One additional hint that InterlockedExchangeAddNoFence64 is not depending on a library (making it OS-agnostic), is that the MSDN page does not list the library file in which this function is implemented, in contrast to the FormatMessage function which lives in Kernel32.dll according to Microsoft (listed in the Requirements table on the bottom of the MSDN page)
BTW, our beloved gcc does the same thing, they just have different names. Atomic operations usally start with __atomic in gcc.
@couven92 At first, I thought the easiest was to "give up" on Windows 7, but when I actually ran the test, the program compiled, but failled to link, with this message:
atomiks.obj : error LNK2019: unresolved external symbol _InterlockedExchangeAddNoFence referenced in function atomicIncRelaxed_gujWN15RsV5Ef6kAMSLe8w
I'm assuming I'm declaring it correctly, otherwise it wouldn't even compile. But I have no clue how to deal with this error (Google was no help), so I gave up entirely on "NoFence". :(
FYI, this is how I declare it, before using it:
const
hasThreadSupport = compileOption("threads") and not defined(nimscript)
when declared(atomicLoadN):
# USE PTHREADS!
discard
elif defined(vcc) and hasThreadSupport:
when defined(cpp):
# ...
proc interlockedExchangeAddNoFence64(p: pointer; val: int64): int64
{.importcpp: "_InterlockedExchangeAddNoFence64(static_cast<__int64 volatile *>(#), #)", header: "<windows.h>".}
proc interlockedExchangeAddNoFence32(p: pointer; val: int32): int32
{.importcpp: "_InterlockedExchangeAddNoFence(static_cast<long volatile *>(#), #)", header: "<windows.h>".}
else:
# ...
proc interlockedExchangeAddNoFence64(p: pointer, val: int64): int64
{.importc: "_InterlockedExchangeAddNoFence64", header: "<windows.h>".}
proc interlockedExchangeAddNoFence32(p: pointer, val: int32): int32
{.importc: "_InterlockedExchangeAddNoFence", header: "<windows.h>".}
I Interpret this in the MS documentation:
Header Winnt.h (include Windows.h)
As saying it's defined in winnt.h, but you should include Windows.h instead, which is what I did.
If it's a "compiler intrinsic", then why does the name still even exist at link time? Should it not have been replaced with the ASM code at compile time?
@monster Hmmm... I assume the generated intrinsic ASM is bundled in one of the Windows SDK libs then... But I have no idea which one :P
That means you'd have to add some .lib file to the linking options... That still would make your application OS-agnostic.
Have you tried using the appearently truly instrinsic InterlockedExchangeAdd64_nf delcared in <intrin.h>? Although on the msdn page it states that the NoFence variants only apply for ARM architectures and you should the regular InterlockedExchangeAdd64 instead.
@conven92 Well, since it said it was only for ARM, I hadn't tried those.
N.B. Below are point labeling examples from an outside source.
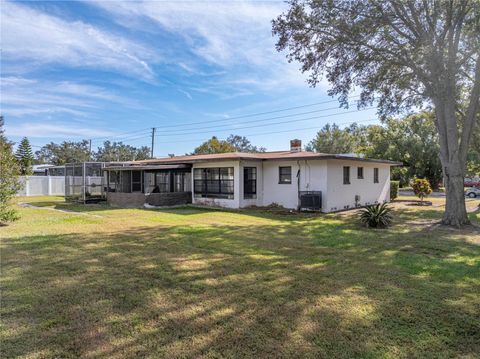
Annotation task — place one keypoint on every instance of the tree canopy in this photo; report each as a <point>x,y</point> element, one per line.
<point>399,54</point>
<point>412,140</point>
<point>117,151</point>
<point>234,143</point>
<point>66,152</point>
<point>9,181</point>
<point>24,157</point>
<point>71,151</point>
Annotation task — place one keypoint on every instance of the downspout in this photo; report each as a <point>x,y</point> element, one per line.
<point>298,186</point>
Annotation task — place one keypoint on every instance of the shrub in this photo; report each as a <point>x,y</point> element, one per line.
<point>9,181</point>
<point>376,216</point>
<point>394,186</point>
<point>421,188</point>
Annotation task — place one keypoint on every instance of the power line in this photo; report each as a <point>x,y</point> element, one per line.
<point>273,132</point>
<point>255,114</point>
<point>261,119</point>
<point>121,137</point>
<point>268,124</point>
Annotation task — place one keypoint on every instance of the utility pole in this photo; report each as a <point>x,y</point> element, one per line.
<point>153,142</point>
<point>90,149</point>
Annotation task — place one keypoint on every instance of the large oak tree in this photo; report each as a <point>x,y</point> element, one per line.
<point>402,54</point>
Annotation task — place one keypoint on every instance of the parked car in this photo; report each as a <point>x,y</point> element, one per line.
<point>472,192</point>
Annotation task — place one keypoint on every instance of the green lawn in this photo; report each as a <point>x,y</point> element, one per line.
<point>188,282</point>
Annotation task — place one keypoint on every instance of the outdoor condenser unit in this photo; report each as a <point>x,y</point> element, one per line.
<point>311,200</point>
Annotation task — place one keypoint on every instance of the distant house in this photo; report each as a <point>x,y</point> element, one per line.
<point>293,179</point>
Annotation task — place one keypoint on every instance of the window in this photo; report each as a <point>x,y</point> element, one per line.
<point>250,182</point>
<point>360,172</point>
<point>346,175</point>
<point>285,174</point>
<point>136,181</point>
<point>213,182</point>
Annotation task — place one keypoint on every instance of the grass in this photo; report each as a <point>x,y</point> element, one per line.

So now I did, and the same result comes out:
atomiks.obj : error LNK2019: unresolved external symbol InterlockedExchangeAdd64_nf
(with or without a "_" as prefix).
While I'd like to know what is going on, it is basically an "optimisation" problem, because the code will still work "with" a fence. So I'm (for now) leaving this as an "unsolved mistery", and moving on to add cluster support to my code, which is more important.